Earlier this year, the company’s services chief, Eddy Cue, told a courtroom that the number of Google search queries from Apple devices had dropped. “That has not happened in 20 years,” he said. “We’re starting to see what I believe are potential formidable competitors” to traditional search engines, he added, referring to AI-based options.

Still, Tuesday’s ruling preserving Apple’s Google search deal could mean the company now has less urgency to develop homegrown services.

Siri Overhaul

As part of the long-promised Siri revamp, the digital assistant will be able to tap into personal data and on-screen content to better fulfill queries. It also will be able to more precisely navigate users’ devices via voice. But now Apple is looking to go further with the update. A technology overhaul for Siri — dubbed Linwood and LLM Siri — lays the groundwork for the AI search feature.

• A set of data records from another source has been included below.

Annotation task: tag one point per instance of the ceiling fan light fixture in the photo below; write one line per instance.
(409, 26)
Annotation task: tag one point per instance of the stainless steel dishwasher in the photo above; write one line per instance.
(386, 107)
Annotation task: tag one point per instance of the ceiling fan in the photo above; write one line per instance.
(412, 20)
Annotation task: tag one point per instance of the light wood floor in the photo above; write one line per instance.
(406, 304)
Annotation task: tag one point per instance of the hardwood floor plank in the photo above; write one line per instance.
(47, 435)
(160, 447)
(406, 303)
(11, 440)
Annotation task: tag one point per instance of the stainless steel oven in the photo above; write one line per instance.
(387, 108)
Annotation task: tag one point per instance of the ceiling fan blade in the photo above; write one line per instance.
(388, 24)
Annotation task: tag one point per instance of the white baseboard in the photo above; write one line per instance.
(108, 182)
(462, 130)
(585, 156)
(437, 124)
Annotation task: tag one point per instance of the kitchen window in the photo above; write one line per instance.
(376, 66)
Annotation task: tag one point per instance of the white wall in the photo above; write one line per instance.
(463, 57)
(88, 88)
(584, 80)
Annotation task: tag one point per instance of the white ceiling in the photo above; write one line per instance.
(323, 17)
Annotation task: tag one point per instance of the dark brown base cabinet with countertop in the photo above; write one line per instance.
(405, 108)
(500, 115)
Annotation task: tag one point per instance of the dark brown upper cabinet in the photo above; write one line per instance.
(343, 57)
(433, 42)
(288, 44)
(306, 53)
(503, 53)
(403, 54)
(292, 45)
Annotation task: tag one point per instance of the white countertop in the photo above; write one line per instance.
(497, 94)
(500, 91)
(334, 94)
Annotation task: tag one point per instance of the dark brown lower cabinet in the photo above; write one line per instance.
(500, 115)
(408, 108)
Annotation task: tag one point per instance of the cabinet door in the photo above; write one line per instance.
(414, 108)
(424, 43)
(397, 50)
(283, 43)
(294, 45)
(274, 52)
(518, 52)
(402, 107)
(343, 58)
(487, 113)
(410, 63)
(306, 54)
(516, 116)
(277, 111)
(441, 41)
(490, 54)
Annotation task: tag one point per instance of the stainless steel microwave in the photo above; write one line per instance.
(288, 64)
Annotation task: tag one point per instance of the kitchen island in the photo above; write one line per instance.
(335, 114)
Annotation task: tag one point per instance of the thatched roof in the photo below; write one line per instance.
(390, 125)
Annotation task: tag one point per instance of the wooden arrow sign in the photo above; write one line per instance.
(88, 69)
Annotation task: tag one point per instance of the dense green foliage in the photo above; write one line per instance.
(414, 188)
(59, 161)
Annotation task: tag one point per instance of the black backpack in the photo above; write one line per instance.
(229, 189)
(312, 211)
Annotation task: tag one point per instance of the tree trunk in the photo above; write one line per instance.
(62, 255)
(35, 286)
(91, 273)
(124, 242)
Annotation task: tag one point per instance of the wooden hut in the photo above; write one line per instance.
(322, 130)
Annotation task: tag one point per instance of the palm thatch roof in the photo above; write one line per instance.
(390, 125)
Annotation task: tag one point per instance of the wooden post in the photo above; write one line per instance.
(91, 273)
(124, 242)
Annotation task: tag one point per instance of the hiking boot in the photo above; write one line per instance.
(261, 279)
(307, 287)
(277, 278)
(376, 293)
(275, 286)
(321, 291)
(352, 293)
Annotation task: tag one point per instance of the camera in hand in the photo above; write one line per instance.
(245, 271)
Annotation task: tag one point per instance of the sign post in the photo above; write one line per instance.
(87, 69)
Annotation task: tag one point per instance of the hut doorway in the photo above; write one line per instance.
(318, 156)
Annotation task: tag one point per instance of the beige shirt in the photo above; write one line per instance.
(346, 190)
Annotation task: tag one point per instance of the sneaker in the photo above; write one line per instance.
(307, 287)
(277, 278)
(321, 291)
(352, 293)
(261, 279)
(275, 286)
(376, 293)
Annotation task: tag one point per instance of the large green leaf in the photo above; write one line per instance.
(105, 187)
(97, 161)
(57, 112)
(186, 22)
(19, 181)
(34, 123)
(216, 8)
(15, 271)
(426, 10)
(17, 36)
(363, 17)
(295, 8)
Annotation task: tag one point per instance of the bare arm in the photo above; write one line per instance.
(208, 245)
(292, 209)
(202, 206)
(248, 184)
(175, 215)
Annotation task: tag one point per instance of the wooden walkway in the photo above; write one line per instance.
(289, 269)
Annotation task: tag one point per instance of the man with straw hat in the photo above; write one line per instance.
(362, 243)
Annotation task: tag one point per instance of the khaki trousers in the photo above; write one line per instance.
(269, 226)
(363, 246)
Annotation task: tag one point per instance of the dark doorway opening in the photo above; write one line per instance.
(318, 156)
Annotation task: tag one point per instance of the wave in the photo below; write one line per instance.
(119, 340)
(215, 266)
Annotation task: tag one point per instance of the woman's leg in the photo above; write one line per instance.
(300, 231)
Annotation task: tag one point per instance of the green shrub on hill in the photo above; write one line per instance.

Craig Federighi, Apple’s head of software engineering and the person overseeing the Siri strategy, hinted at the expanded set of changes in a recent all-hands meeting with employees.

“The work we’ve done on this end-to-end revamp of Siri has given us the results we needed,” he said. “This has put us in a position to not just deliver what we announced, but to deliver a much bigger upgrade than we envisioned.”

A number of teams are working on the search initiative, including the Siri group under Federighi, the AI division led by John Giannandrea and Apple’s services unit run by Cue. Mike Rockwell, the creator of the Vision Pro headset, is spearheading the effort under Federighi, while Robby Walker, an ex-Siri chief, is a key driver of the project under Giannandrea.